Пересказ для детей Н. Гессе и 3. Задунайской
ил когда-то охотник Ку́тха из рода во́рона. Была у него жена Ми́та, два сына и дочь. Ходил Кутха зверя промышлять, рыбу ловил — хорошо жили.
Однажды отправился Кутха на морской берег сивучей бить. Их лежбище далеко было, за ручьем, что в море впадал. Под вечер только к тому месту добрался и заночевал там.

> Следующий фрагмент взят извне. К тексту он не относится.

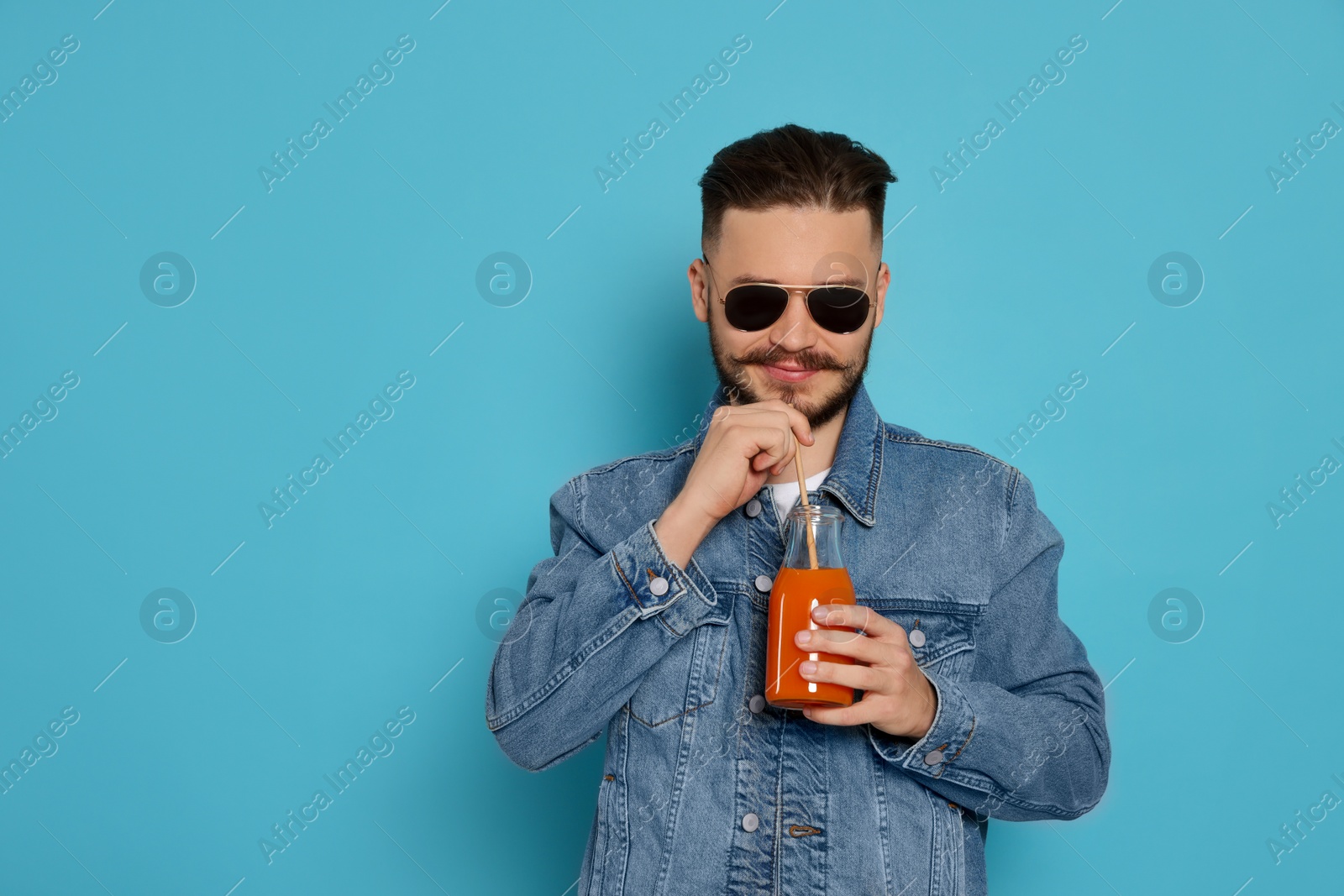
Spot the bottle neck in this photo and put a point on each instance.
(824, 523)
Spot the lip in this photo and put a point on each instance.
(788, 375)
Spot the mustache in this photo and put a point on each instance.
(810, 360)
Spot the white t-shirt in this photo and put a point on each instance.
(786, 493)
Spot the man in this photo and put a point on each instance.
(974, 699)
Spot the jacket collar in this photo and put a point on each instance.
(858, 464)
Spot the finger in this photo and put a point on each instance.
(846, 644)
(859, 616)
(846, 674)
(797, 421)
(764, 445)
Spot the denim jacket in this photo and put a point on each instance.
(707, 789)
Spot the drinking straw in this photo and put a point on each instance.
(803, 493)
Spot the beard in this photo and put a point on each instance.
(736, 379)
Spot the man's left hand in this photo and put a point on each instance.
(897, 696)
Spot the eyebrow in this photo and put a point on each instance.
(754, 278)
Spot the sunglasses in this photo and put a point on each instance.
(753, 307)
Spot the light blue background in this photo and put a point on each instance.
(362, 261)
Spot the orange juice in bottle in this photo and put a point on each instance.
(797, 589)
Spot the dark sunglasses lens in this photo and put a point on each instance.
(840, 309)
(754, 307)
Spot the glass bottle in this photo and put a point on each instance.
(797, 589)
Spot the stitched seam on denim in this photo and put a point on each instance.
(558, 679)
(951, 446)
(622, 573)
(1011, 501)
(648, 456)
(969, 735)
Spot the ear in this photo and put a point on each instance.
(698, 277)
(880, 298)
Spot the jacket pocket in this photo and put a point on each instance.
(685, 680)
(941, 631)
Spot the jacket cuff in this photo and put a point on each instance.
(953, 726)
(682, 600)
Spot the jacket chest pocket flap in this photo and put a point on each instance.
(685, 680)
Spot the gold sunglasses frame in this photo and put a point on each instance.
(806, 293)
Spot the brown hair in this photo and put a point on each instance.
(797, 167)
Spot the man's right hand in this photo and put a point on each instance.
(743, 446)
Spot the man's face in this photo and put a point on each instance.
(793, 359)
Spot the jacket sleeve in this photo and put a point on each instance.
(589, 627)
(1025, 735)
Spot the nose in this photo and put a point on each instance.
(793, 331)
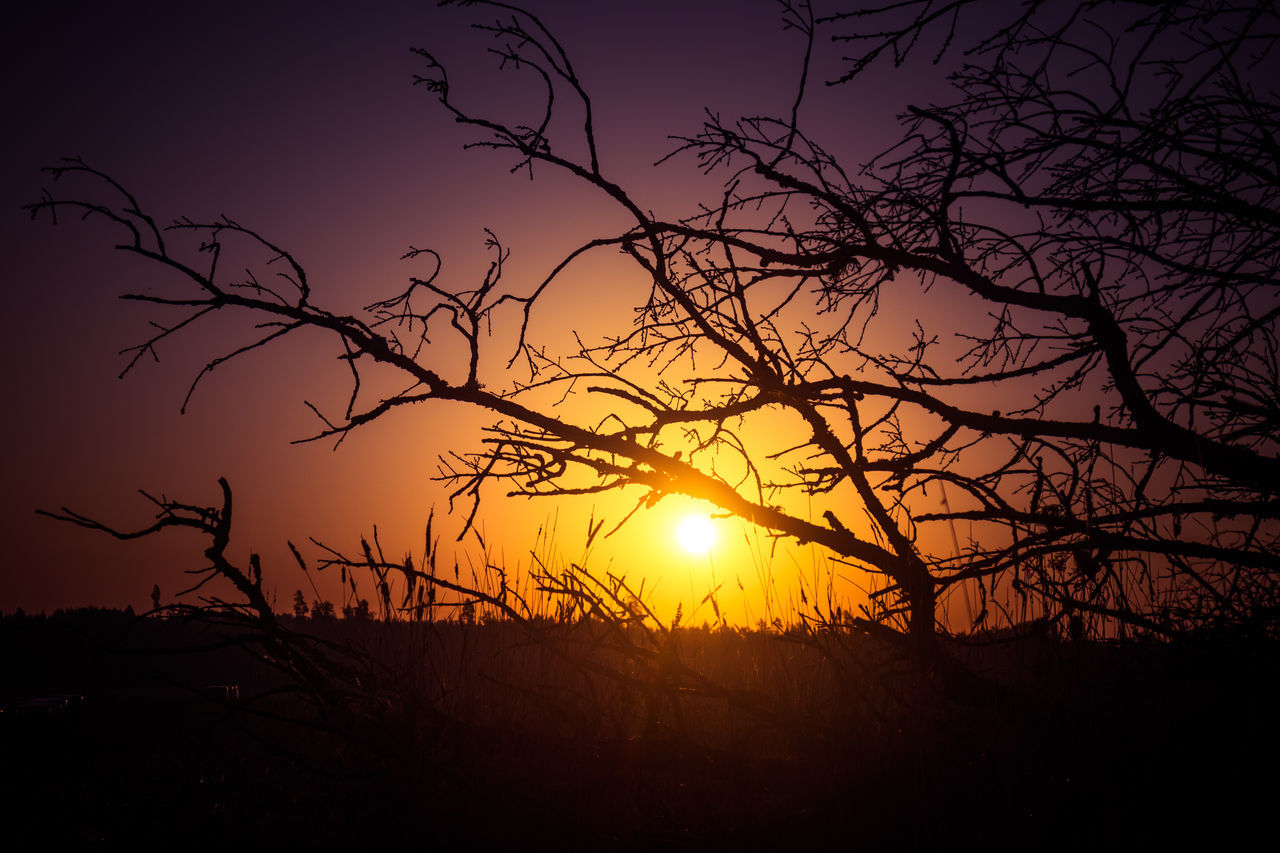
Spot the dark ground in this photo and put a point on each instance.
(1083, 747)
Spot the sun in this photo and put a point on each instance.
(695, 533)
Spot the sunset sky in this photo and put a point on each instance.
(301, 122)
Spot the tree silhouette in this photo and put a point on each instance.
(1097, 197)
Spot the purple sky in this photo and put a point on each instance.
(301, 122)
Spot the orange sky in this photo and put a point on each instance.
(304, 124)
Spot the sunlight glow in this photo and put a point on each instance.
(695, 533)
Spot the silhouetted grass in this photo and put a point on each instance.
(494, 734)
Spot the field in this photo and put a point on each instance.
(556, 734)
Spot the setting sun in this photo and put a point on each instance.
(696, 534)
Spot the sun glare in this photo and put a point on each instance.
(696, 534)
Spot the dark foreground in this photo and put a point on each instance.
(827, 743)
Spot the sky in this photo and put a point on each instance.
(300, 119)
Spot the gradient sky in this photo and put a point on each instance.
(300, 119)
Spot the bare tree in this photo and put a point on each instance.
(1102, 182)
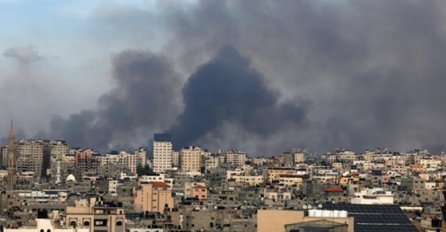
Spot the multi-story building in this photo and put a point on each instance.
(190, 159)
(4, 156)
(97, 215)
(123, 161)
(141, 157)
(373, 196)
(29, 155)
(212, 162)
(86, 163)
(152, 197)
(196, 190)
(162, 153)
(175, 159)
(58, 150)
(236, 158)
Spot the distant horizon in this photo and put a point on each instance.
(258, 75)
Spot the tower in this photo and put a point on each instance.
(11, 160)
(162, 153)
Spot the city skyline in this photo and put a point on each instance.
(259, 76)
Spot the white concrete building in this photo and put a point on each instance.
(46, 225)
(373, 196)
(162, 154)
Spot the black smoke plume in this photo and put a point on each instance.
(226, 90)
(142, 102)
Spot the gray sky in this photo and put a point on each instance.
(262, 76)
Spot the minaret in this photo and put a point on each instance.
(11, 160)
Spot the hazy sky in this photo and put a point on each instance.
(261, 76)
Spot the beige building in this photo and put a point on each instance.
(96, 216)
(299, 157)
(242, 177)
(58, 150)
(212, 162)
(123, 159)
(196, 190)
(293, 220)
(190, 159)
(153, 197)
(236, 158)
(162, 155)
(46, 225)
(29, 155)
(175, 159)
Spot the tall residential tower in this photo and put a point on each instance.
(11, 160)
(162, 153)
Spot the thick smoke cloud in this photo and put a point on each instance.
(226, 90)
(142, 102)
(372, 73)
(26, 54)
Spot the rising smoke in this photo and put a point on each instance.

К утру поднялся сильный ветер. Морской вал запер воду в ручье, забурлила вода, разлилась широко. Был ручей — стала река, не перейти ее. На лодке бы переехать, да лодки у Кутхи нету. Худо! Придется ждать-пережидать, пока ручей в берега войдет.
И сивучей нет. Видно, в море ушли. Сидит Кутха, скучает, делать ему нечего. Тут как раз волны выбросили на берег большую деревину, прямо к ногам Кутхи ее подкатило. Вынул Кутха нож, стал ножом баловаться.
Ковырнул раз, ковырнул два — глаза получились. Обтесал сучок — нос торчит, прорубил щель — вот тебе и рот, с губами, с зубами.
— Однако, хорошая игрушка выходит! — сказал себе Кутха. — Надо ее как следует сделать.
Принялся острым лезвием осторожно водить. Тонкую стружку снимает раньше, чем нож в дерево воткнуть примерится. Целый день провозился. К вечеру смастерил. Ай да Кутха, молодец! Какую красивую девушку из деревины вырезал!
Ночь проспал. Наутро смотрит — ручей еще больше вздулся, еще шире разлился. Хорошо, жена Мита Кутхе в мешок еды с запасом положила.
Поел Кутха. По берегу походил — нет сивучей, как не бывало. Зато еще одно бревно волной на берег выкинуло.
— Эх, сделаю вторую девушку, чтоб первая не скучала!
И опять за нож взялся. Целый день трудился, будто жизнь свою спасал. Кто ему велел, кто заставлял? Сам себе велел, своя охота заставляла!
К вечеру вырезал девушку, может, лучше первой, может, не лучше. Обе красивые! Словно родные сестры, друг на друга похожи. Кутха им даже имена дал. Ту, которую вчера вырезал, Синане́вт назвал, которую сегодня — Амзара́кчан.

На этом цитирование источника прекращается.